What the actual work looked like
The total development time for HelioPeak, by my rough counting, is several months of evenings and weekends rather than full-time effort. It is sometimes a few hours in an evening, sometimes a long weekend, sometimes a multi-week gap because life or the consulting business got in the way. It is not full-time work. It is the project that runs on the side of an existing consulting business.
The first three weeks were just getting to a build that ran and showed something useful from PVOutput. The PVOutput API is straightforward but has a few non-obvious quirks (the 149-record cap on getoutput.jsp, the rate limit asymmetry between free and donor accounts, the way getstatistic returns dates) that took some discovery work. Most of that early time was data plumbing and basic SwiftUI scaffolding, not anything you would call interesting.
By week 4, the basic dashboard was working. By week 5, the charts were good enough to look at daily. By week 6, there was something that could plausibly be called a beta. The first version that went to Apple for review was rejected. The second version made it through. The first paid user appeared a week after launch. By the end of the second month the app had multi-system support, six languages, an annual report PDF, widgets, Notes, an iCloud sync layer, and the architectural foundations for the things still on the roadmap.
Looking back, the part of the work that took the most time was not the part I expected. Building features goes faster than you think. Polishing them takes longer than you think. The last twenty percent of any feature, the empty state when there is no data, the loading state when the API is slow, the error state when the network fails, the accessibility labels, the localised strings for six languages, the iPad layout that needs to be subtly different from the iPhone layout, these collectively consume more time than the original feature build did. I did not appreciate this until I was a few cycles in.

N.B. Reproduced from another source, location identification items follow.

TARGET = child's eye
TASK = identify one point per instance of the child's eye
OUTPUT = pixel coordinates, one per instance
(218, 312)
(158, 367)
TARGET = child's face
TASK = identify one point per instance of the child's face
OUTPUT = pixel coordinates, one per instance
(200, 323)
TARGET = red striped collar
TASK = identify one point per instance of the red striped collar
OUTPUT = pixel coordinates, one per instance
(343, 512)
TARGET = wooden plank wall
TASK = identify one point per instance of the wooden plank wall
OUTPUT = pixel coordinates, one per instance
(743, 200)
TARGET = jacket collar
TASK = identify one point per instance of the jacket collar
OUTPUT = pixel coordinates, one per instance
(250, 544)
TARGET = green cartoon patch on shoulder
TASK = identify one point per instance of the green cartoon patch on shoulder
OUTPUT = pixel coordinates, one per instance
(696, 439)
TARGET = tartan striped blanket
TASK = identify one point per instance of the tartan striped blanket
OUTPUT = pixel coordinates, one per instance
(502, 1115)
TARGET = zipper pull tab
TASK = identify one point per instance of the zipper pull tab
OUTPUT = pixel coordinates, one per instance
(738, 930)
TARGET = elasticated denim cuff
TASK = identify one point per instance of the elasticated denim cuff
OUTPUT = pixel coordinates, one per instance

Six languages from day one
The decision to localise into six languages from the first public release was made early and never quite justified by data. The argument was simple: the audience for a PVOutput app on iOS is mostly European, Europe is multilingual, and an English-only solar app would feel parochial to a Dutch or German user. The argument against was equally simple: localising into six languages on a first release is a lot of work for an audience that does not yet exist.
I localised anyway, and I am still glad I did. The user base that emerged in the first weeks was indeed European, and a meaningful fraction of it was reading the app in Dutch, French, or German rather than English. The Italian and Spanish localisations have produced smaller user bases but real ones. The cost in initial development time was significant (perhaps an extra twenty hours across the first launch), but the cost since then has been negligible. New features get localised at the time they are written, which is much faster than retrofitting localisation later.

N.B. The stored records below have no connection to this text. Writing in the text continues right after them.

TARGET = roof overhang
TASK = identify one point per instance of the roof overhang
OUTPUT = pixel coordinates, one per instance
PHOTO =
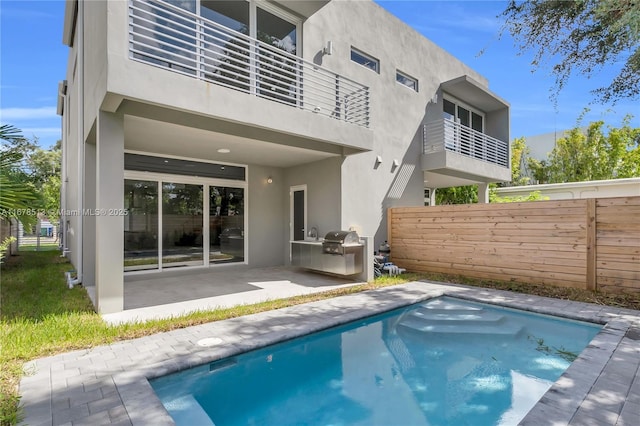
(70, 18)
(62, 91)
(304, 8)
(470, 91)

The general lesson is that decisions about scope tend to be easier to defend if they are made at the start than retrofitted later. Localisation, accessibility, dark mode support, all three platforms (iPhone, iPad, Mac), these are easier to build in than to add later. The temptation when starting is to skip them in favour of getting to market faster. The cost of that decision compounds with every later feature you have to retrofit.
The first submission rejection
The first time I submitted to the App Store, the review failed. The reason was procedural rather than substantive, Apple wanted clarification on something in the description and screenshots, not a problem with the app itself, but the failure mode was the same. The submission sat in Apple's queue for several days. The "In Review" status that I had been watching daily became "Rejected". The email I received was politely worded and made the path forward clear, but the experience felt larger than it should have.

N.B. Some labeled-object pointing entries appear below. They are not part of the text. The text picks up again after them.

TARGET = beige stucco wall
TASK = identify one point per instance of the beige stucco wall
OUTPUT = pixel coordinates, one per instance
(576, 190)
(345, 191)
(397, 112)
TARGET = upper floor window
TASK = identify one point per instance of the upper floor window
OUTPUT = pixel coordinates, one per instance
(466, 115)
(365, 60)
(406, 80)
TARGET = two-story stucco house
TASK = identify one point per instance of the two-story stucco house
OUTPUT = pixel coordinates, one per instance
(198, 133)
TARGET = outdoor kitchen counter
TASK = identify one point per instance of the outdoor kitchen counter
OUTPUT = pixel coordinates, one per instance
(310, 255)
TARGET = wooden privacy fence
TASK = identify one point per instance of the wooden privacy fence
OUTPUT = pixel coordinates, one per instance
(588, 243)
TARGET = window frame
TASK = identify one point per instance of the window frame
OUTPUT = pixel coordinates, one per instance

This is one of those small developer experiences that no amount of reading about it prepares you for. Indie developers describe the first rejection as a rite of passage and they are not wrong. The fix took two hours. The emotional reset took longer.
The second submission was approved. The third, fourth, fifth, and many subsequent submissions have mostly been approved on the first try, with occasional procedural questions that resolve quickly. The lesson is that the App Store review process is fundamentally cooperative rather than adversarial, but it takes a few cycles to internalise that. Apple has a job to do; their reviewers see thousands of apps; they are looking for specific things; meeting their criteria once teaches you what to do every subsequent time. The first rejection feels personal. By the fifth submission, the review process is just an unremarkable part of releasing software.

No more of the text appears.